The Unicode Standard covers all the characters, punctuations, and symbols in the world.
Unicode enables processing, storage, and interchange of text data, regardless of the platform, program, or language.
Unicode Consortium
The Unicode Consortium developed the Unicode Standard. Their goal is to replace existing character sets with the standard Unicode Transformation Format (UTF).
The Unicode Standard has been successful and is implemented in XML, Java, ECMAScript (JavaScript), LDAP, CORBA 3.0, WML. Unicode is also supported in many operating systems and all modern browsers.
The Unicode Consortium collaborates with leading standard development organizations such as ISO, W3C, and ECMA.

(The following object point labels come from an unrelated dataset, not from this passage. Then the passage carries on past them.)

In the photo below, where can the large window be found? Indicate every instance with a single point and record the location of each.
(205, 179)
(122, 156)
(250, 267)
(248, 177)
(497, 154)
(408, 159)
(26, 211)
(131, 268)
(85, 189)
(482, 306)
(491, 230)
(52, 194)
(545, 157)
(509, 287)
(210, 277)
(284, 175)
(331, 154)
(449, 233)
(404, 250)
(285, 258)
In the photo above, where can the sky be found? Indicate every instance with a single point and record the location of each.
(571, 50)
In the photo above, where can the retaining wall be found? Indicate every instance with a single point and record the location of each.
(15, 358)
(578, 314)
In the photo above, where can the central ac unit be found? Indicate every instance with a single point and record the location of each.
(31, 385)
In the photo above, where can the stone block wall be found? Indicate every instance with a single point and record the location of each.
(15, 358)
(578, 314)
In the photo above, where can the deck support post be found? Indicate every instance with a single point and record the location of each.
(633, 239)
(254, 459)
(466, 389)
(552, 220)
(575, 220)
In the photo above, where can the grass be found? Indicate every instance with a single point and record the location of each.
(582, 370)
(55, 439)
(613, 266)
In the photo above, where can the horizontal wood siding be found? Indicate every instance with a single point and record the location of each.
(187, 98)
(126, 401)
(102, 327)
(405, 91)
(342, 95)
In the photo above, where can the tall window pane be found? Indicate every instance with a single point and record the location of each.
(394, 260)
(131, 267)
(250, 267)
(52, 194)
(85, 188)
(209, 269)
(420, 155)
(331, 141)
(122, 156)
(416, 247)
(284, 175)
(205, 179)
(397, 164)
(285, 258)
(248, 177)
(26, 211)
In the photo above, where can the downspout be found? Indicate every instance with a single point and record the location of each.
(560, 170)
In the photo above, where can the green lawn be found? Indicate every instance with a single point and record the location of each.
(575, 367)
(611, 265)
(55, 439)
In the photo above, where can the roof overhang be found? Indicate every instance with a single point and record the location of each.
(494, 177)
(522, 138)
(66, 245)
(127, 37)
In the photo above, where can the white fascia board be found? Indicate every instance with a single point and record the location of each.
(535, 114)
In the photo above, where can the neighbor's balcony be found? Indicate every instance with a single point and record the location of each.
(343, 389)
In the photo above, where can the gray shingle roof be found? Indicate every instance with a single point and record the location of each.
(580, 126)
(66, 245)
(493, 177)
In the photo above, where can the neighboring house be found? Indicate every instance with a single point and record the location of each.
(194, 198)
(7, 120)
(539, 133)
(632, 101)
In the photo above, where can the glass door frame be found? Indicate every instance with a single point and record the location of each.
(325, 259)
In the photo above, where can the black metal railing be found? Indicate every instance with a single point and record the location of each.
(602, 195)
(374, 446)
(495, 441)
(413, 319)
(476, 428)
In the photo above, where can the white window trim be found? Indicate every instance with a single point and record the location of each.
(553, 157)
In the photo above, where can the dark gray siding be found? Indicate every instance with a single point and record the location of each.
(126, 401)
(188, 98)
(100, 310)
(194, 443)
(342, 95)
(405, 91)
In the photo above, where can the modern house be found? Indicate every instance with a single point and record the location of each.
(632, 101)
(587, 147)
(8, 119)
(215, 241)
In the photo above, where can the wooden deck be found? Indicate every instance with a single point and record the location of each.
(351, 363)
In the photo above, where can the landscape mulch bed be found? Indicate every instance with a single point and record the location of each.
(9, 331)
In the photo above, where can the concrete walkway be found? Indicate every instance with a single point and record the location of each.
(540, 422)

Unicode can be compatible with different character sets. The most commonly used encodings are UTF-8 and UTF-16:
Character Set | Description |
---|---|
UTF-8 | Characters in UTF-8 can be from 1 to 4 bytes long. UTF-8 can represent any character in the Unicode standard. UTF-8 is backward compatible with ASCII. UTF-8 is the preferred encoding for web pages and email. |
UTF-16 | 16-bit Unicode Transformation Format is a variable-length Unicode character encoding that can encode the entire Unicode instruction set. UTF-16 is mainly used in operating systems and environments such as Microsoft's Windows 2000/XP/2003/Vista/CE, Java, and .NET byte code environments. |
Tip: The first 256 Unicode character set characters correspond to the 256 ISO-8859-1 characters.
Tip: All HTML 4 browsers support UTF-8, and all XHTML and XML processors support UTF-8 and UTF-16!